„Kannst du am Dienstag die Kinder von der Kita abholen und sie betreuen bis ca 19h?“ fragte ich meine Freundin, welche auch direkt zusagte. Wunderbar! Dann stand der Überlandfahrt ja gar nichts im Wege. Bis auf das Wetter, aber damit hatte ich mich ja inzwischen sowieso arrangiert. Zwangsläufig.
Ich quälte mich also bei Einbruch der Dunkelheit durch den Berliner Norden um dann im Umland durch Ortschaften und Städtchen zu fahren. Mit der Kälte hatte ich gerechnet und war, so denn das denn möglich war, darauf vorbereitet. Nicht zuletzt durch den Einkauf der Thermosocken am letzten Dienstag und dem lieben Nachbarn, der mir seine hochwertigen Motorradstiefel lieh. Doch wirklich tödlich und dem Fahrspaß nicht gerade zuträglich, war der Dauersprühreden, der mich die gesamte Zeit über begleitete.
Doch am Ende war es überstanden und ich kam, diesmal nur halb erfroren, bei meinen Kindern an. Und es ging mir schlecht. Nicht körperlich… Wobei… Doch… Aber nicht der Kälte wegen… Wobei… Doch, auch… Naja, mir ging es vom Kopf her nicht so gut. Denn die Überlandfahrt bedeutete für mich das Ende der Fahrstunden. Ausheulen bei jemandem war nicht, denn es sollte ja niemand wissen, wann ich die Prüfung hatte. So gab es keine Ratschläge, die man nicht hören wollte und ich setzte mich nicht selber so unter Druck, denn niemand würde etwas wissen.
Am Mittwoch fuhr ich ganz normal zur Arbeit, bleib dort die ersten drei Schulstunden und fuhr dann los in die Fahrschule. Da fing es dann an, dieses Gefühl, was man (also ich zumindest) so genau kennt: wenn man vor einer Prüfung steht und genau weiß ‚das geht jetzt voll in die Hose‘. Oder kurz vor einem Tattoo, wo man genau weiß ‚ohoh, jetzt tuts gleich scheiße weh‘. Man weiß einfach, dass etwas blödes passiert und muss trotzdem antreten. So ging es mir zumindest immer, egal ob Tattoo, mündliche oder schriftliche Prüfungen.

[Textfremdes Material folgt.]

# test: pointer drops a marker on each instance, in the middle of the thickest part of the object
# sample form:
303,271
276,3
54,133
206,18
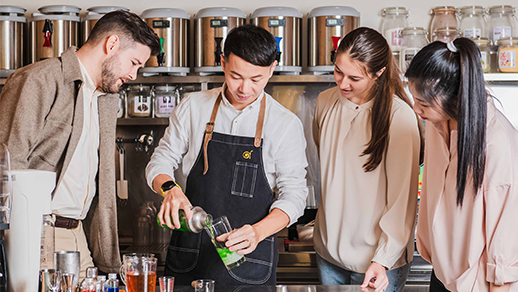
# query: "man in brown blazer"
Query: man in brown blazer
60,115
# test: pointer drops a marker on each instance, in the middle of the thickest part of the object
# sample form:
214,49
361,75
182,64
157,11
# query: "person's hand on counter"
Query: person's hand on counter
376,277
174,200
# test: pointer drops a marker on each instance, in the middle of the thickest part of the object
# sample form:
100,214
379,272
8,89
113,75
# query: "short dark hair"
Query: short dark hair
251,43
129,26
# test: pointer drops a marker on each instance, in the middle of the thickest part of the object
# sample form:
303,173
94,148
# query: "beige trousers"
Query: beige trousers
75,240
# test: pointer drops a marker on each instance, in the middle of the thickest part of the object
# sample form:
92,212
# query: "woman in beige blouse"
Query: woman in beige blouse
469,200
369,146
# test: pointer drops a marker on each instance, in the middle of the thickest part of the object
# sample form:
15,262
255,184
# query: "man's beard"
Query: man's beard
108,79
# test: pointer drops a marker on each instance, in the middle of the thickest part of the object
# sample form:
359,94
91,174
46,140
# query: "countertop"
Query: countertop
295,288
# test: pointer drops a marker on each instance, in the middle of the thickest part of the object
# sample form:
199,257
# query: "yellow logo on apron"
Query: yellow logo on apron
247,154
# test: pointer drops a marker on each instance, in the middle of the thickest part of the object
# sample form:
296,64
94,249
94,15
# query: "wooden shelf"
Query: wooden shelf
142,122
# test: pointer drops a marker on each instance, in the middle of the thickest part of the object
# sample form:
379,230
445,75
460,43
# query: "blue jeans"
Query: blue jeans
334,275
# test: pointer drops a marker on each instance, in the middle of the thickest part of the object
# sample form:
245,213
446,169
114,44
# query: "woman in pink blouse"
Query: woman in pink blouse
469,204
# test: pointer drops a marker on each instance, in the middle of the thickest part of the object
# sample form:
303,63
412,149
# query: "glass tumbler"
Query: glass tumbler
218,227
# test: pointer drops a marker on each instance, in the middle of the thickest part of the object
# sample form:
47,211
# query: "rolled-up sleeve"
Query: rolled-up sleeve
501,236
402,172
173,145
290,167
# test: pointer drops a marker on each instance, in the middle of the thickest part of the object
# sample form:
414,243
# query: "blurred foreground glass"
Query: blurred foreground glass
204,285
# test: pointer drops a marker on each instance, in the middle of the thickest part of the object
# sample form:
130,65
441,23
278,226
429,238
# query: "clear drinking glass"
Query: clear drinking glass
166,283
204,285
221,226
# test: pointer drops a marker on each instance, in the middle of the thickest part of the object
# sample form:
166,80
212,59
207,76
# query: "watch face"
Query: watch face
168,185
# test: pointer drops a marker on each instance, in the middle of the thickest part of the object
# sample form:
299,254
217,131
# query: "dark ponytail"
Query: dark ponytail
454,82
370,48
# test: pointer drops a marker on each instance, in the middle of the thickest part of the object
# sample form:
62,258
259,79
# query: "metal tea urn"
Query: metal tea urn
53,30
211,26
172,27
285,25
92,16
12,28
327,26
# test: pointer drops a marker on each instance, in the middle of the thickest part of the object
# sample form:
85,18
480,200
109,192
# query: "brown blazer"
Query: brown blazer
41,120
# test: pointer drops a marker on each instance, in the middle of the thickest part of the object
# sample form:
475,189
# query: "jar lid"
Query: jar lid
508,41
333,11
276,11
474,9
12,13
446,31
165,87
414,30
99,11
219,12
52,9
165,13
443,9
481,41
501,9
395,11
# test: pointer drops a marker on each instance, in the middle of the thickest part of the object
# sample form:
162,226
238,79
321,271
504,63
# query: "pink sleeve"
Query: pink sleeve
502,234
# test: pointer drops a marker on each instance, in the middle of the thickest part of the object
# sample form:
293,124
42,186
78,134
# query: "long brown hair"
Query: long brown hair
371,50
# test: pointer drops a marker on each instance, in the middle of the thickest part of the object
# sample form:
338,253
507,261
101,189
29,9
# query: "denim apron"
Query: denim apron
227,179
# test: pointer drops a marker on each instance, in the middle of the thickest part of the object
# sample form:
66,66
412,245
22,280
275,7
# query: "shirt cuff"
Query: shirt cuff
500,274
288,208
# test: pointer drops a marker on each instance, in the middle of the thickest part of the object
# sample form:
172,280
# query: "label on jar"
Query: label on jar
394,37
142,105
483,59
472,32
501,32
507,59
166,104
120,112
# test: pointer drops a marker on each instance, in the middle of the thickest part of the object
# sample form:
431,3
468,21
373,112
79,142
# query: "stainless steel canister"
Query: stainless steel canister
172,27
53,30
211,26
92,16
285,25
12,27
327,26
68,262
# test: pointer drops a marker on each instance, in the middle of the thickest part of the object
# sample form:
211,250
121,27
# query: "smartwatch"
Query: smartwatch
168,185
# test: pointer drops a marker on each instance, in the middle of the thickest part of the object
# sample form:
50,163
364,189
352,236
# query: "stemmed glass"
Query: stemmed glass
55,281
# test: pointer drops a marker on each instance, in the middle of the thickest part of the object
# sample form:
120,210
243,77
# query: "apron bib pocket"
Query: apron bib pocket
245,175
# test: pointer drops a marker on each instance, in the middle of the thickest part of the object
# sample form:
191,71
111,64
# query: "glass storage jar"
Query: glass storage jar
122,102
139,101
414,39
502,23
166,98
443,17
393,20
507,52
445,35
485,53
472,22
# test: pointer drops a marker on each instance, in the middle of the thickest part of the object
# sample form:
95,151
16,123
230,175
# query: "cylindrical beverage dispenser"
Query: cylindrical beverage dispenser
285,25
327,26
53,30
12,27
92,16
172,27
211,27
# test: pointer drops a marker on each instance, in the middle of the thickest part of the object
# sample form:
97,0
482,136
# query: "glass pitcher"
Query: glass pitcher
138,272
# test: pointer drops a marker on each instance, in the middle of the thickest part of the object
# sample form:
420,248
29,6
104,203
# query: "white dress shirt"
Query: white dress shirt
284,144
76,191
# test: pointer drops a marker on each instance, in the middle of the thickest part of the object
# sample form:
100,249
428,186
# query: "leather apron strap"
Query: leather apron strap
209,129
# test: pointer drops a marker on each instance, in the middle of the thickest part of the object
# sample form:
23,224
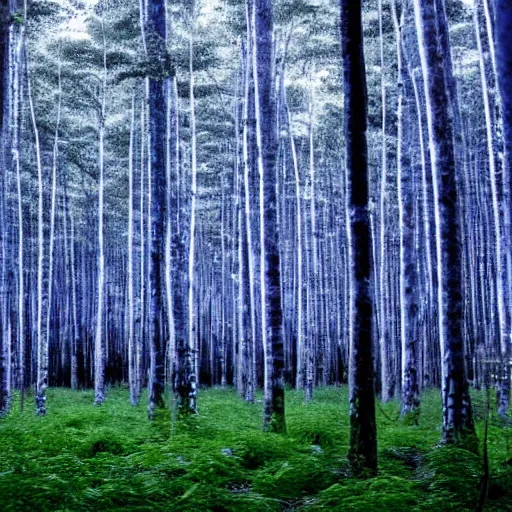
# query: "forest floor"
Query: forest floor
110,458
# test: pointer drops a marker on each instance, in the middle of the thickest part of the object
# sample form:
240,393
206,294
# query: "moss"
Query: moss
80,458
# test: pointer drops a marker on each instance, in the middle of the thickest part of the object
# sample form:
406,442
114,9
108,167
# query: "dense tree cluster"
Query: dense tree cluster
258,194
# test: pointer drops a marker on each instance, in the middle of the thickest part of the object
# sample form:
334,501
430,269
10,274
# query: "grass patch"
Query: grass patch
81,458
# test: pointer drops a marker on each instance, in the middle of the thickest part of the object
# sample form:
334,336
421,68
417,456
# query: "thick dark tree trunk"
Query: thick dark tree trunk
363,432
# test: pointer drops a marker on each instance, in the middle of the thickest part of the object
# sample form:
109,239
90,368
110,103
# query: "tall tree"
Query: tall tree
503,41
266,136
99,337
363,431
157,54
457,414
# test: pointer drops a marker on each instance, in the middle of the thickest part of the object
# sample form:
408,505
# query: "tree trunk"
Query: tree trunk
363,434
457,415
274,411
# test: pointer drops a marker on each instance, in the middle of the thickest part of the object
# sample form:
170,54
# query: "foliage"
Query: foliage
84,458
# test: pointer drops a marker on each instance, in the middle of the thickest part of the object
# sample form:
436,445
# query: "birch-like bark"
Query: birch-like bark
42,341
266,137
504,75
192,335
457,414
383,288
130,305
99,342
157,32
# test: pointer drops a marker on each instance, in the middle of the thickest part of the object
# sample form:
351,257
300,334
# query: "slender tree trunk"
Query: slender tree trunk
131,322
99,338
266,136
42,340
504,74
157,136
457,415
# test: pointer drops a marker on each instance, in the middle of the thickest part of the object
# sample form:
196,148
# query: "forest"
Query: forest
255,255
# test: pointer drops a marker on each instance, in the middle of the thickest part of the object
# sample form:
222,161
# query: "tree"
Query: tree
157,53
457,414
363,432
266,136
504,72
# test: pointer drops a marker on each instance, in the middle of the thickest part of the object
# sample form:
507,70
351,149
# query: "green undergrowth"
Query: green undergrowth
110,458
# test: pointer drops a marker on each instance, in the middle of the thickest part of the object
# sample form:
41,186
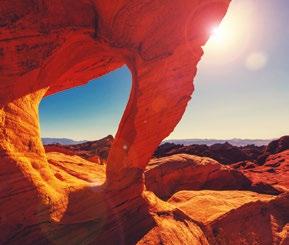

Der Magen rebelliert, man hat das Gefühl man würde am ganzen Leibe zittern und eine unterschwellige Übelkeit kraucht aus Richtung Zehenspitzen hinauf in die letzte Haarspitze.
Es gibt insgesamt 9 Grundfahrübungen und genau zwei habe ich davon in all den Fahrstunden Fehlerfrei hinbekommen. Alle anderen regelmäßig verhauen und mich noch während der Übungen tierisch und laut fluchend (zum Spaß des Fahrlehrers) über mich selber geärgert. Der Prüfer will 7 dieser Grundfahrübungen definitiv sehen. Fehlerfrei.
Da saß ich armer Tropf nun 80 Minuten vor der Prüfung auf dem gelben Motorrad und verfiel in Panik. Aber nur eine ganz kleine, ohne weinen. Ich konnte ja alles, bis auf diese blöden Grundfahrübungen. Im normalen Verkehr, auf Autobahn (selbst unter widrigen Umständen) und auch auf der Landstraße (unter noch widrigeren Umständen), war ich eine Topfahrerin – OTon des Fahrlehrers-.
Als dann mein Fahrlehrer mit den roten Hütchen, die ich inzwischen so sehr hasste, neben mir stand, straffte ich die Schultern, sperrte die Panik in den Hinterkopf und dachte einfach an meinen Zahnarzt. Warum Zahnarzt? Keine Ahnung, vielleicht, weil ich da auch immer Panik habe. Mit weinen.
Tja und dann absolvierte ich alle 9 Übungen Fehlerfrei. ‚Wehe wenn das gleich mit dem Prüfer nicht so funktioniert, dann kotze ich aber, dass ich es jetzt geschafft habe!‘ dachte ich bei mir und war schon auf dem Weg zum Treffpunkt. Vor Ort stellte sich mir dann eine ganz liebe und nette Prüferin vor, die ein paar Witzchen machte um die Anspannung zu nehmen, tätschelte mir die Schulter, wies mich darauf hin, dass ich vorsichtig sein solle und dann ging es los.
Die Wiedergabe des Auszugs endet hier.